I am currently working hard on implementing my own library for English language processing. The real challenge is to go through all abundance of theoretical material and get the quantum of understading how to put it all on rails of production.
I have made some progress so far. I implemented end-of-sentence detector and Early parser. But the fact is unless I include in my terminal dictionary the specific word the parser can not recognize it and build chart.
To be more explicit please review the following example of my CFGrammar:
Production[] ppTerminals = { new Production(new Word[] { new Terminal("Preposition"), new NonTerminal("NP") })};
AddProduction(ppTerminal, "PP"); // Add production
...
DictionaryBuilder(Prepositions.SingleWord, "Preposition"); //Where
Prepositions.SingleWord is a hard-coded list of possible prepositions.
As a result if Earley parser comes across, let's say, unknown two-word PP like "up to" it will fail to recognize it and build chart.
So I think I need something else prior to syntax parser that will handles my sentences and then forward relevant data to parser. The main idea is that the dictionary was built up dynamically at the stage of POS tagging, then Earley parser can recognize a word.

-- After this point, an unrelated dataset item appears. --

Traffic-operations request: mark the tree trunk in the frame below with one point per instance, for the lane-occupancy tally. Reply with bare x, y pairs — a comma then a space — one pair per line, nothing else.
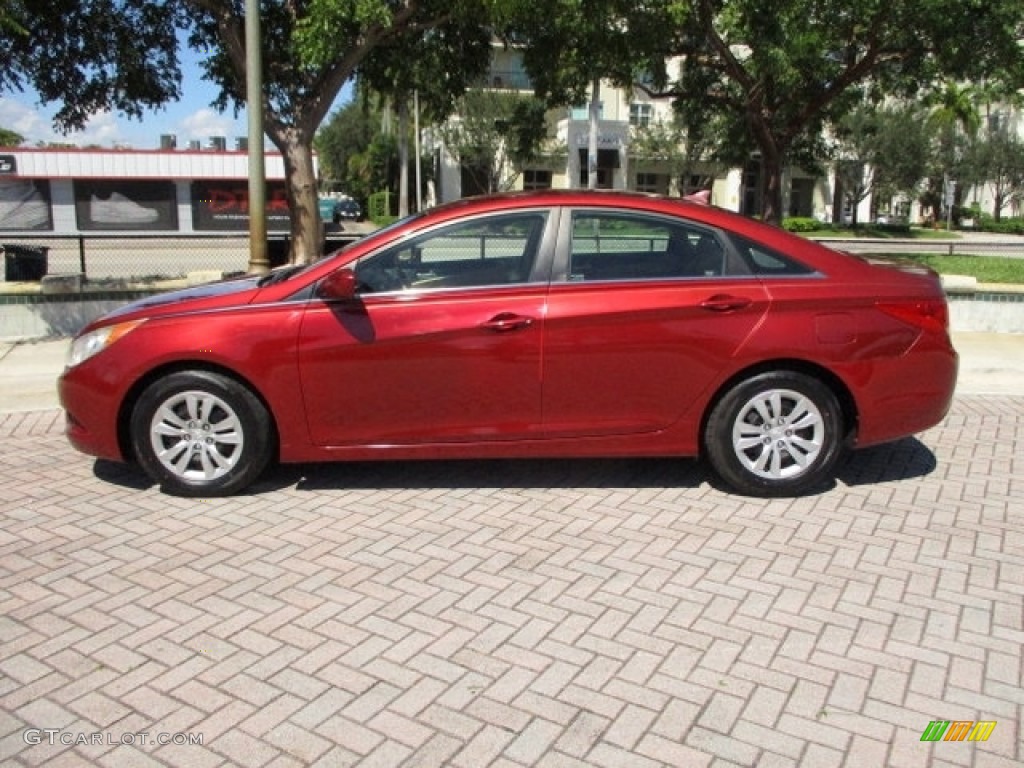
300, 186
595, 112
402, 107
771, 202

I implemented tokenizer and lexer. As an output I have got S-Expression tree like:
(sentence
(word BOND)
(word TRADING)
(word REVENUES)
(word AT)
(word GOLDMAN)
(word SACHS)
(word SLID)
(value 40%)
...
(word AND)
(word CURRENCIES)
(word WAS)
(currency $1.16BN)
...
)
But I'm familiar with Hidden Markov Model and such algorithms like the Viterbi algorithm for finding the most likely state sequence and the Baum-Welch algorithm for parameter estimation.
Could you please give me just a piece of advice how to link together Earley parser and POS tagging based on HMM. Or, propabably, I am going a wrong direction so then please point out where I run wrong. Now I am a bit confused. Thank you!